Dikkat çekmek isterim ki bu açıklamada geçen yer adlarının tamamı şimdi gündemde olan güvenli bölgenin içinde kalmaktadır. Netice itibarıyla, geçen zaman, Sayın Bahçeli’nin Suriye konusundaki görüşlerinin haklılığını ortaya çıkarmıştır.

Trump’ın açıklamasından sonra da Sayın Bahçeli yine ciddiye alınması gereken bazı uyarılarda bulundu. Sayın Bahçeli, son grup konuşmasında şu hususu vurguladı: “Trump’ın sözüyle hareket etmek, tehditlerine tamam demek yok olmak, tarih ve coğrafyadan sürülmek anlamına gelecektir. Suriye’nin kuzeyinde tampon bölge kurmak, ardından muhtemel uçuşa yasak bölge ilanı teröristlere al da at dercesine gollük pas vermektir.
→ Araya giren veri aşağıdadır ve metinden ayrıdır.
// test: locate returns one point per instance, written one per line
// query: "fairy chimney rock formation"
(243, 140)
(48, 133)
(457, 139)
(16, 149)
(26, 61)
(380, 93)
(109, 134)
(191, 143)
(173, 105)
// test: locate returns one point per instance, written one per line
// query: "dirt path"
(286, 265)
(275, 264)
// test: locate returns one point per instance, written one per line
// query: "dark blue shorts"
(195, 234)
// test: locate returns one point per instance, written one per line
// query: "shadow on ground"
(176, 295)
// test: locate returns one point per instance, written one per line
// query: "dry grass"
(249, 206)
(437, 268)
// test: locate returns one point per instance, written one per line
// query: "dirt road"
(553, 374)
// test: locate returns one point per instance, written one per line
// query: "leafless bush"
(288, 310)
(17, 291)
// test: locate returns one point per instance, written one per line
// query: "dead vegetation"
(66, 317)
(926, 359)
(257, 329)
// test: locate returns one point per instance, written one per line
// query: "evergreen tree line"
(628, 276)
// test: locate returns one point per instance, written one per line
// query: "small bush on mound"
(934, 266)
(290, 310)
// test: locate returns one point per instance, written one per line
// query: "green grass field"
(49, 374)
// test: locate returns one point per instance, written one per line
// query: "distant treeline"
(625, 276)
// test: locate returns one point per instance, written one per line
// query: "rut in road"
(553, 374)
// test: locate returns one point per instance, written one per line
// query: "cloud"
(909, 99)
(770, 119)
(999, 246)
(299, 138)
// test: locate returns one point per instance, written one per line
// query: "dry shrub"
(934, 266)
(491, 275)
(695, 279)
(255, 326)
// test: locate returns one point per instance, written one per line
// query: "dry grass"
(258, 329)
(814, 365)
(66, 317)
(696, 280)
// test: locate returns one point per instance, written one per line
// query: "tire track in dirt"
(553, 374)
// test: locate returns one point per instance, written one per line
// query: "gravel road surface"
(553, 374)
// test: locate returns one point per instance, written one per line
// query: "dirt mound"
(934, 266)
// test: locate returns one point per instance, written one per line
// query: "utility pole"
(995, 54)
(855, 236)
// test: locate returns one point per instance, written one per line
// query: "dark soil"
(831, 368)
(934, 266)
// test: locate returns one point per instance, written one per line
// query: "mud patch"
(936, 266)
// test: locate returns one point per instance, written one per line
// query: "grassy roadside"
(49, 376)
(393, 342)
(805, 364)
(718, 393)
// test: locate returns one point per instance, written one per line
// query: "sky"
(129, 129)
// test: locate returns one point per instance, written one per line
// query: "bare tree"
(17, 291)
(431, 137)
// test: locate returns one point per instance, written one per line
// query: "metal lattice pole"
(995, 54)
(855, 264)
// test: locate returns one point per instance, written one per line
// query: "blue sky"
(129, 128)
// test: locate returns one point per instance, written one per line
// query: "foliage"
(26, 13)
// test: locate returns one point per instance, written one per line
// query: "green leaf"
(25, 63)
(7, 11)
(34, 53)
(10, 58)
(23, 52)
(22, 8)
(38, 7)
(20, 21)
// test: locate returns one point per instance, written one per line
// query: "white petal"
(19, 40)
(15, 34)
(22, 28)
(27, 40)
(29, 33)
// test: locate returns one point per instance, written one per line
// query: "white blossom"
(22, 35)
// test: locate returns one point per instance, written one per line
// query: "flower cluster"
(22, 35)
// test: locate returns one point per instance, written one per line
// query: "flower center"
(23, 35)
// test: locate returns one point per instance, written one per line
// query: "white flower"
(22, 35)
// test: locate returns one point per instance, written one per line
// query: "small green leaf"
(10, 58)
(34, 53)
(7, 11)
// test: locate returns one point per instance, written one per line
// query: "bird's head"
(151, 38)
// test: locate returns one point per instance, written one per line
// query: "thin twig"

Kısacası yeni bir özerk yönetim, yeni bir Barzani modelidir.”

Gerçekten de oluşturulması öngörülen “güvenli bölge” midir, yoksa “tampon bölge” midir sorusunun en kısa sürede cevaplanması gerekiyor. Bölgenin kim tarafından korunacağı, bölgeye yerinden edilmiş kişilerin geri dönüşünün nasıl olacağı, bölgenin idaresinin kimler tarafından yerine getirileceği gibi muallak noktaların aydınlatılması gerekiyor.
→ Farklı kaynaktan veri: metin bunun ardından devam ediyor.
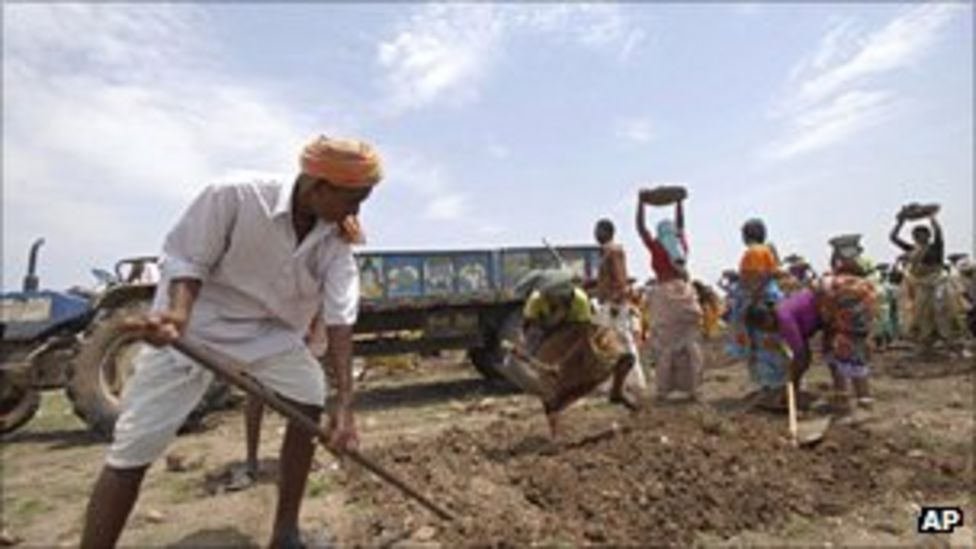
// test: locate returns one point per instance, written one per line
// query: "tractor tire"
(18, 403)
(488, 358)
(106, 360)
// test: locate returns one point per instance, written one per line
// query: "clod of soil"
(660, 477)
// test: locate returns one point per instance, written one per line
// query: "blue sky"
(500, 124)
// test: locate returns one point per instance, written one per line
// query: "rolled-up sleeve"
(340, 288)
(200, 238)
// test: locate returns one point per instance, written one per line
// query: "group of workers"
(265, 272)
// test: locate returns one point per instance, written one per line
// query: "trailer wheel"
(18, 402)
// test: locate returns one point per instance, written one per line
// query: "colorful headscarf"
(667, 235)
(758, 259)
(342, 162)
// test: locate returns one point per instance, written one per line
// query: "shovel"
(807, 432)
(231, 371)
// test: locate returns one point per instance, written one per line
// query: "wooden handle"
(231, 371)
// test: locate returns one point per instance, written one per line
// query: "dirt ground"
(695, 474)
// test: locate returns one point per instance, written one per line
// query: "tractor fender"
(116, 297)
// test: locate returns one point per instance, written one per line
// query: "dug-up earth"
(714, 473)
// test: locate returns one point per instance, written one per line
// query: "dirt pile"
(659, 477)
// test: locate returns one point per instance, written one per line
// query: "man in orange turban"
(245, 271)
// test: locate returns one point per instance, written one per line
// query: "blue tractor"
(38, 334)
(73, 339)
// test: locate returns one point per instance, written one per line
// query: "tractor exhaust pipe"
(31, 282)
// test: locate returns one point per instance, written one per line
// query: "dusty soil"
(711, 474)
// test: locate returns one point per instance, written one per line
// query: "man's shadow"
(215, 537)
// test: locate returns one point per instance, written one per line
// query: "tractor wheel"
(19, 401)
(491, 355)
(105, 361)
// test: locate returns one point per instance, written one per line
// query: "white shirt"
(260, 289)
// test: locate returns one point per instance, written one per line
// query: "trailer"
(429, 301)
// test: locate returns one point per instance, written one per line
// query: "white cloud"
(833, 122)
(638, 130)
(444, 208)
(112, 110)
(443, 52)
(833, 93)
(426, 182)
(500, 152)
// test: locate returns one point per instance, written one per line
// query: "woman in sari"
(676, 318)
(753, 335)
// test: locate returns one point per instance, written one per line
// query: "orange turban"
(342, 162)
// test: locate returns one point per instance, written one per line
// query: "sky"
(499, 124)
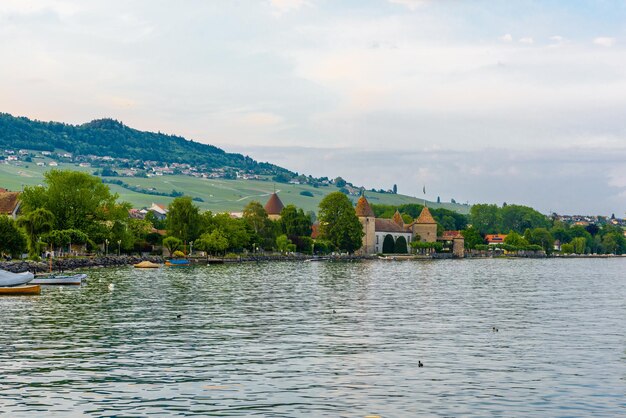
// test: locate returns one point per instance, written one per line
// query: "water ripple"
(323, 339)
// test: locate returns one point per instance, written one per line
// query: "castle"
(393, 235)
(389, 236)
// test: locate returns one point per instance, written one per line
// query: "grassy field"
(219, 195)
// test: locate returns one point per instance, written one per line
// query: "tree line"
(77, 208)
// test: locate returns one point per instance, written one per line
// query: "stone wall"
(63, 264)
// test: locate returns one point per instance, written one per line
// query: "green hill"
(127, 149)
(107, 137)
(217, 194)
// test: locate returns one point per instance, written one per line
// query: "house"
(9, 203)
(159, 211)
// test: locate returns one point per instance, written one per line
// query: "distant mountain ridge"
(109, 137)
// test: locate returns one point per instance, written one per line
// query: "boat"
(74, 279)
(34, 289)
(8, 278)
(147, 265)
(177, 263)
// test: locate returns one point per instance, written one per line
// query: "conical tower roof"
(363, 208)
(274, 206)
(397, 218)
(425, 217)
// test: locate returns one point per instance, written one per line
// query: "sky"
(480, 101)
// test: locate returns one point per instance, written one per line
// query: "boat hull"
(8, 279)
(20, 290)
(147, 265)
(75, 279)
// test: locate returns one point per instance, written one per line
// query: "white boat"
(75, 279)
(8, 279)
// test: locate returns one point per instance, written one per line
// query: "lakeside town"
(75, 213)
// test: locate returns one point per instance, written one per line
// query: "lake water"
(324, 339)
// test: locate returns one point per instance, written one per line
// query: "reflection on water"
(323, 339)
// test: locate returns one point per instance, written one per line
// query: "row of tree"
(77, 208)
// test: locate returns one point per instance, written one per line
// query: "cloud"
(263, 119)
(410, 4)
(281, 7)
(604, 41)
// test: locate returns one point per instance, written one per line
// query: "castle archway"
(389, 244)
(401, 247)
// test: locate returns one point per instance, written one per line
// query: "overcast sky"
(481, 101)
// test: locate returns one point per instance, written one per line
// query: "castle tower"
(425, 226)
(367, 218)
(397, 218)
(274, 207)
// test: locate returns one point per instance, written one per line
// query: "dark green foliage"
(401, 246)
(339, 223)
(389, 245)
(12, 240)
(183, 219)
(339, 182)
(107, 137)
(473, 239)
(294, 222)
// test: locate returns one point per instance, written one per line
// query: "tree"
(283, 243)
(472, 238)
(214, 242)
(183, 219)
(519, 218)
(516, 240)
(339, 223)
(579, 244)
(485, 218)
(12, 240)
(35, 224)
(339, 182)
(76, 200)
(156, 222)
(254, 213)
(294, 222)
(541, 237)
(235, 230)
(172, 244)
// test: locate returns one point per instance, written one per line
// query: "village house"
(9, 203)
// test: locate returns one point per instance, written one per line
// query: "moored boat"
(14, 279)
(147, 265)
(177, 262)
(63, 279)
(34, 289)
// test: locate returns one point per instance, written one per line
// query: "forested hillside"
(107, 137)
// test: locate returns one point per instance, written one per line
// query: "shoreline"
(69, 264)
Bu bölgenin, uzun vadede Barzani’nin özerk yönetimine benzer bir yapıya dönüşmemesi ve PKK’lı teröristler için bir “güvenli barınak” hâline gelmemesi için kapsamlı tedbirlerin alınması gerektiği açık. 1991’de 36. enlemin kuzeyinde uçuşa yasak bölgenin oluşturulmasının, Kuzey Irak’ı PKK için terör üssü hâline getirdiği unutulmamalı. Ayrıca, vurgulamak gerekir ki, terör örgütünün sınırımızdan 30 km uzaklaştırılması, elbette terörün sonunun geldiğini anlamına gelmez. Terörle mücadelenin Fırat’ın doğusunda mesafe gözetmeden devam etmesi ve Suriye’nin terörden bütünüyle arındırılması şarttır.